Lengthy start up time for 90% of datastage jobs in 11.5.0.2

A forum for discussing DataStage<sup>®</sup> basics. If you're not sure where your question goes, start here.

Moderators: chulett, rschirm, roy

PaulVL
Premium Member
Premium Member
Posts: 1315
Joined: Fri Dec 17, 2010 4:36 pm

Post by PaulVL »

That's a lot of eyeballs.

With everyone updating by default every 5 seconds... that's a lot of traffic.

As a test, have most of those operations folks log out and just 1 admin eyeball a slow job to see if it speeds up.
qt_ky
Premium Member
Premium Member
Posts: 2895
Joined: Wed Aug 03, 2011 6:16 am
Location: USA

Post by qt_ky »

Did this get resolved?
Choose a job you love, and you will never have to work a day in your life. - Confucius
arvind_ds
Participant
Posts: 428
Joined: Thu Aug 16, 2007 11:38 pm
Location: Manali

Post by arvind_ds »

Not yet. Disk re-configuration done. Separate volume groups created for all major file systems, with each volume group(VG) having non shareable SSD disks allocated. All file systems mounted over SAN.

eg

VG1 : /opt/IBM/InfomationServer (disk 1, disk 2)
VG2 : /ETL/Datasets (disk 3, disk 4, disk 5, disk 6)
VG3 : /ETL/Scratch (disk 7, disk 8, disk 9, disk 10)
VG4 : /ETL/Projects (disk 11, disk 12)
VG5 : /ETL/UVTEMP (disk 13, disk 14)
VG6 :/ETL/data_files (disk 15, disk 16)

No clue about what to do next.
Arvind
chulett
Charter Member
Charter Member
Posts: 43085
Joined: Tue Nov 12, 2002 4:34 pm
Location: Denver, CO

Post by chulett »

Okay... and? You've detailed the "re-configuration" you've done but made no mention of how that affected your issue. Where do things stand now?
-craig

"You can never have too many knives" -- Logan Nine Fingers
arvind_ds
Participant
Posts: 428
Joined: Thu Aug 16, 2007 11:38 pm
Location: Manali

Post by arvind_ds »

We had raised a PMR earlier which is still open.
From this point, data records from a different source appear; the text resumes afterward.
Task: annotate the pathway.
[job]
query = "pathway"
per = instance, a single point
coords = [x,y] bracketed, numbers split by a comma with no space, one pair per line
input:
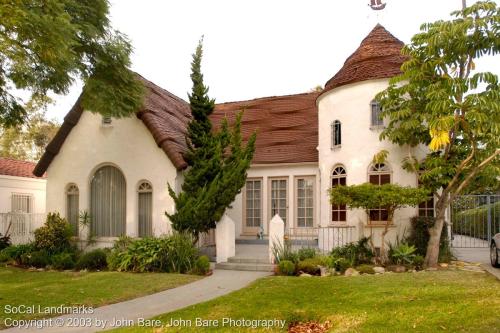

It was suggested by PMR engineers(after adding multiple debug variables at project level and then running the jobs and collecting the log files and sharing with IBM support) that disk contention is causing slowness in 11.5.0.2, it was observed through the debug log files shared with them.

Now we have done disk re-configuration and replaced HDD with SSD as well. Performance issue is still there.

Jobs which use to take X amount of time in version 9.1.2, are now taking average 5X to 6X time in version 11.5.0.2 across AIX 7.x platform.

What is the role of pd_npages AIX parameter wrt performance of the datastage jobs.

We noticed the value of this parameter as below.

(1) In version 9.1.2/AIX 7.1 TL2, the value of pd_npages on engine tier = 65536

(2) In version 11.5.0.2/AIX 7.1 TL4, the value of pd_npages on engine tier = 4096

Rest of the AIX parameters are same across both the engine tier servers across 9.1.2 and 11.5.0.2.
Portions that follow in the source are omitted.